アサネからの電話だったからだ。ニックスはほんの少しの間、応じるかどうかを迷った。出てはいけないと分かっていても、彼は人と関わることのできるこの機会を逃したくなかったからだ。
結局、ニックスはこれで最後だと自らに言い聞かせると、ボタンを押して耳元にケータイを当てた。
「もしもし」
「あっ、こんにちは。アサネです」
「ああ」
「一週間ぶりくらいですかね。元気にしてましたか?」
一週間前のことですらニックスには懐かしいものだった。アサネの声を聞いて、一々感傷にひたってしまうほど。
「ぼちぼちってところかな。お前こそどうなんだよ?」
「元気ですよ。それに、最近良いこともあったので」
アサネの声音は朗らかものだった。聞いているニックスも思わず笑みを漏らしていた。
「そうか、それなら良かった。で? 今日はどうしたんだ?」
「いえ、ただ連絡を入れておこうと思っただけなんです。あと、気になったこともあったのでついでに確認しておこうかと」
「あー、そうだった……うん、そうだな。俺のお目付け役だったもんな、アサネは」
ニックスは、アサネの『気になったこと』に一切触れないようにして言葉を返した。その内容についてニックスは予想できていた。本当なら三日前にはアサネの耳に入っていた情報についてではないか、と。

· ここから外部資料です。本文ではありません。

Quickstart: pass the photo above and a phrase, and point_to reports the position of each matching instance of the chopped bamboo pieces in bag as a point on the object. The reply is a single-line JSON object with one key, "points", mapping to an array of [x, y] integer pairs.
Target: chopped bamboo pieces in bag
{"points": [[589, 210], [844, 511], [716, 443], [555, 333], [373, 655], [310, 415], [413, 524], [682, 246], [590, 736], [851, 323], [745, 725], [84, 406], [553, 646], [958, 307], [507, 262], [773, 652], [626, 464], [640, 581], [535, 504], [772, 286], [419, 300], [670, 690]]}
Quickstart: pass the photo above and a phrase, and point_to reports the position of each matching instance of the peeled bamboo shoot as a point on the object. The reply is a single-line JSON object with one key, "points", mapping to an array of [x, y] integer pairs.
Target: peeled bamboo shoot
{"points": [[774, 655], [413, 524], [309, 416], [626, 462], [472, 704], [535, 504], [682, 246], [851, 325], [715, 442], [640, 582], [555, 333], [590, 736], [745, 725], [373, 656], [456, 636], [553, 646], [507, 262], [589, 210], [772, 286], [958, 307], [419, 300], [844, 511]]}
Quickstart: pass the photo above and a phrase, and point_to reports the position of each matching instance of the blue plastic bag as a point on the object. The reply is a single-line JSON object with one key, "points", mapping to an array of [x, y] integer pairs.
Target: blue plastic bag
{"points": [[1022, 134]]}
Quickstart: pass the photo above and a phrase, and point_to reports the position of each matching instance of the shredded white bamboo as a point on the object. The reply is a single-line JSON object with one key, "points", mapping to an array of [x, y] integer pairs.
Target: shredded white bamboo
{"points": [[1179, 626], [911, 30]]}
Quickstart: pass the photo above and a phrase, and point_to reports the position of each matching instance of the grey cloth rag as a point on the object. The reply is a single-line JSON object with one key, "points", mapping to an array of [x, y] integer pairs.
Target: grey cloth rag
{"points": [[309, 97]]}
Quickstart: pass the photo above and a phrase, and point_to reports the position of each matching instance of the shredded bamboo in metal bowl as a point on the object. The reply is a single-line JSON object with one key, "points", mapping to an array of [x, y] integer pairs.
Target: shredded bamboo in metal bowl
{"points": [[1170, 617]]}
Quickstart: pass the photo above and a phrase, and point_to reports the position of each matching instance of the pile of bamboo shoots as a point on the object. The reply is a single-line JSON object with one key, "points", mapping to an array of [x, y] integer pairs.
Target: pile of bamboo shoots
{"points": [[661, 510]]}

「監視というのは正直名ばかりなんですけどね。特別何かが起きたわけでもありませんし」
「何か、か……」
それはアサネが知らないだけなんだ。俺の心は随分変化したもんさ。
アサネの言葉を聞きながらニックスは心中でそう思った。そして、そう思った瞬間、彼のうちにくすぶっている孤独感がより強くなった気がした。『自分だけ』ということをさらに意識してしまったからだ。まもなく、その孤独感は不安と恐怖に転換され、襲い掛かってきた。それは耐えがたい程に痛々しく、彼は思わず空いている手で胸元を抑えた。
もう何もかも全部明かしてしまいたい。ニックスはそんな衝動に駆られていた。
何か重要なものまで失ってしまいそうだが、もうどうでもいいだろう。自制心が役割を放棄した。
「ニックス? どうしました?」
黙り込んでいたニックスのことを心配してか、アサネが様子を窺ってくる。
「なんでもない。それで……」
ニックスはそこで一度言葉を切って、躊躇するように口を震わせるが結局、
「アサネ、聞きたいことっていうのなんだ?」と自分から端を発した。もう恥も外聞も無かった。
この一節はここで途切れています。